Thanks for sticking around to the end to load up your database, look out for the server side routing blog in a couple of weeks.
Debugging and Troubleshooting Tips
There are some great troubleshooting tips and tricks in the documentation including lots of commands for displaying the contents of the log.
If you get errors while installing or setting up the environment then I would recommend just uninstalling the following and trying again making sure you have completed all the intermediate steps
- Docker for Desktop
Don’t worry it really doesn’t take long… before you start reinstalling make sure you have WSL 2.0 installed and enabled at the OS level, after Docker Desktop is installed make sure it is selected within the Docker for Desktop configuration settings.

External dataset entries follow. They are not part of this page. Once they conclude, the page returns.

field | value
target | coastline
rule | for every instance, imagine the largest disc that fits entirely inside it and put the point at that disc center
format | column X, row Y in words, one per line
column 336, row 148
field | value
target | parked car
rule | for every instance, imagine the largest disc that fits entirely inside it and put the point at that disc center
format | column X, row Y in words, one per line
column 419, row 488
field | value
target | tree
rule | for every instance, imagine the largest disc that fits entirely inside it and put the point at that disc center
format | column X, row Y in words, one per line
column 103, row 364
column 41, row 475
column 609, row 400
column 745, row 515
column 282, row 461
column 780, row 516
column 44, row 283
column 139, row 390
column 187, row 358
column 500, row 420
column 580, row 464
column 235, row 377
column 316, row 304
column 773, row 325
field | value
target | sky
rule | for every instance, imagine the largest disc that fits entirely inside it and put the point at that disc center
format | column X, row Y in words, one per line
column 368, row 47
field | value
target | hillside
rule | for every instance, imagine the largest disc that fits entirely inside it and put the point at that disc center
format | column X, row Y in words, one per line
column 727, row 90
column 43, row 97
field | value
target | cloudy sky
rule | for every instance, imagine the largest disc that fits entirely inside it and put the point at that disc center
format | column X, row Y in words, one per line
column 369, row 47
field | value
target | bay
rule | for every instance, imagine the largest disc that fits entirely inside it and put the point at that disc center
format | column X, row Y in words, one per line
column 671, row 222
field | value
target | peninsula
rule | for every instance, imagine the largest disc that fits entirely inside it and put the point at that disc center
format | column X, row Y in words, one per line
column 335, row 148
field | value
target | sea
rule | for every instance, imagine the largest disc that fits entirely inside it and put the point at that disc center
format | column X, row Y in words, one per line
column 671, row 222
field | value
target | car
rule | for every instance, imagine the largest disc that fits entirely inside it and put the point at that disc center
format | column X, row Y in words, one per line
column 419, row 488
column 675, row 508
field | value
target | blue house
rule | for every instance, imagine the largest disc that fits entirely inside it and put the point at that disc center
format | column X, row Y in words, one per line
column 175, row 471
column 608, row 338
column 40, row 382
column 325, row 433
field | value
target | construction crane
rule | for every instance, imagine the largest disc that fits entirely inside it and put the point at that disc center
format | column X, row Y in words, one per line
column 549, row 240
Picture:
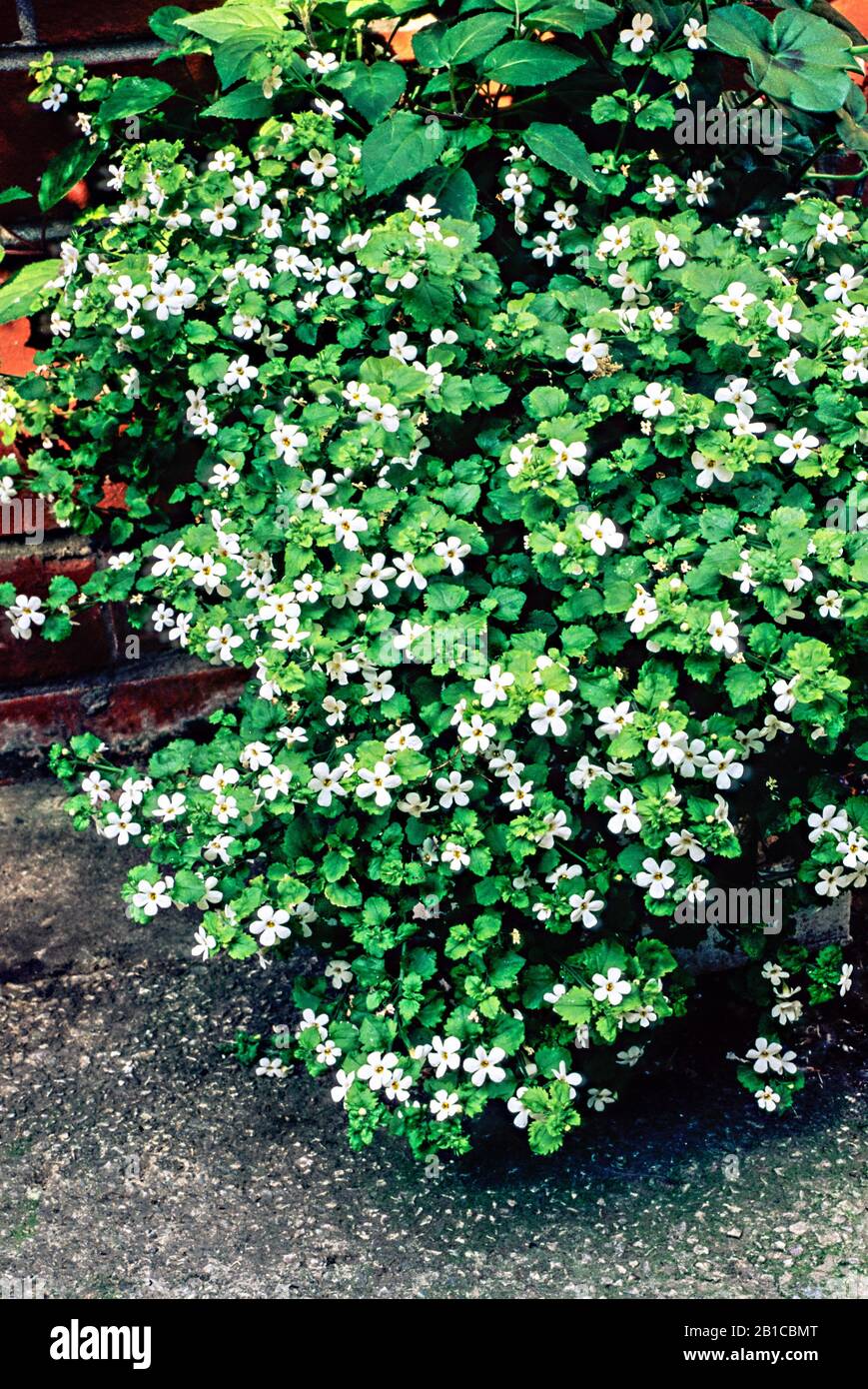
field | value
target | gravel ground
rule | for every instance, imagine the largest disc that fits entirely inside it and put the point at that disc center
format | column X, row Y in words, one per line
column 138, row 1161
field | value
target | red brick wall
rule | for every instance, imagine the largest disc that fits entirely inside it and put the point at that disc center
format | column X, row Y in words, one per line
column 88, row 683
column 49, row 692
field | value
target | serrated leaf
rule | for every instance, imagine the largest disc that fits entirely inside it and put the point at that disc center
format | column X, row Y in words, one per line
column 20, row 295
column 399, row 149
column 66, row 170
column 134, row 96
column 557, row 146
column 523, row 63
column 371, row 88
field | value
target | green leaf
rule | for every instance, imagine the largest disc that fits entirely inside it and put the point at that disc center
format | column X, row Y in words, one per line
column 573, row 1006
column 471, row 38
column 20, row 295
column 562, row 150
column 132, row 96
column 246, row 103
column 523, row 63
column 579, row 20
column 399, row 149
column 225, row 21
column 66, row 170
column 163, row 22
column 371, row 88
column 232, row 59
column 799, row 59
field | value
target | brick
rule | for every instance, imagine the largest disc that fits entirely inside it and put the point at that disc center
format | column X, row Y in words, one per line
column 28, row 138
column 15, row 357
column 142, row 707
column 92, row 645
column 10, row 28
column 161, row 698
column 59, row 21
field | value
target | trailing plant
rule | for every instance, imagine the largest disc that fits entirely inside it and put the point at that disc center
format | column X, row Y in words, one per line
column 515, row 452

If you get as far as installing the Helm chart and you want to clean up and rebuild Neo4j on Kubernetes either because something went wrong or you just want to try a different Neo4j configuration then you need to uninstall the release AND delete the persistent volume which is storing the database.
helm uninstall nebuchadnezzar
Then you need to delete the persistent volume
kubectl delete pvc data-nebuchadnezzar-0
Unable to login with password?
If you receive the “The client is unauthorized due to authentication failure.” Then you have probably forgotten to delete the persistent volume claim (pvc) and the old database is hanging around.